Photo of Omei Turnbull

Omei Turnbull, Player Developer

  • 989 Posts
  • 310 Reply Likes
LinearFold is definitely better in the sense that it is much faster, and its advantage grows as the RNA get longer. But it achieves this speed advantage by not considering all possible foldings, particularly those that involve pairings formed by bases that are far apart in numbering.

Its authors point out specific cases where it seems to get things right when Vienna2 doesn't, but that's true for all the folding engines. I'm not aware of any evidence that Linearfold should be expected to give results better, in general, than Vienna2 for the ribosome.
Photo of DigitalEmbrace

DigitalEmbrace

  • 62 Posts
  • 40 Reply Likes
The Arcplot tool provides a different view for evaluating structure similarity. Here are WT and 2.22 in LinearFold.

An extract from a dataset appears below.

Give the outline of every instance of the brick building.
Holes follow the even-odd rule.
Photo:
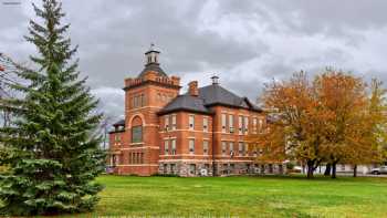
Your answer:
[[[247,97],[222,87],[218,77],[199,87],[160,68],[159,52],[145,53],[137,77],[125,80],[125,120],[109,133],[109,164],[115,174],[180,176],[282,173],[282,164],[254,164],[257,150],[245,137],[265,125],[264,112]]]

Only a very minor difference, although losing that small fold could be enough to cause a problem.

And here are WT and 2.22 in Vienna2.


2.22 eliminated a small local misfold but added another global misfold.
(Edited)
Photo of DigitalEmbrace

DigitalEmbrace

  • 62 Posts
  • 40 Reply Likes
Continuing Eli's line of thought, the two base pairs that were changed from GU to AU (bases 2413 and 2543) are in domain V although not in the PTC as defined below. (BTW 2413 is a purple ring area.)

The 2641-2773 pair in helix 94 is folding correctly in both LinearFold and Vienna2, confirming those two bases are likely not the problem.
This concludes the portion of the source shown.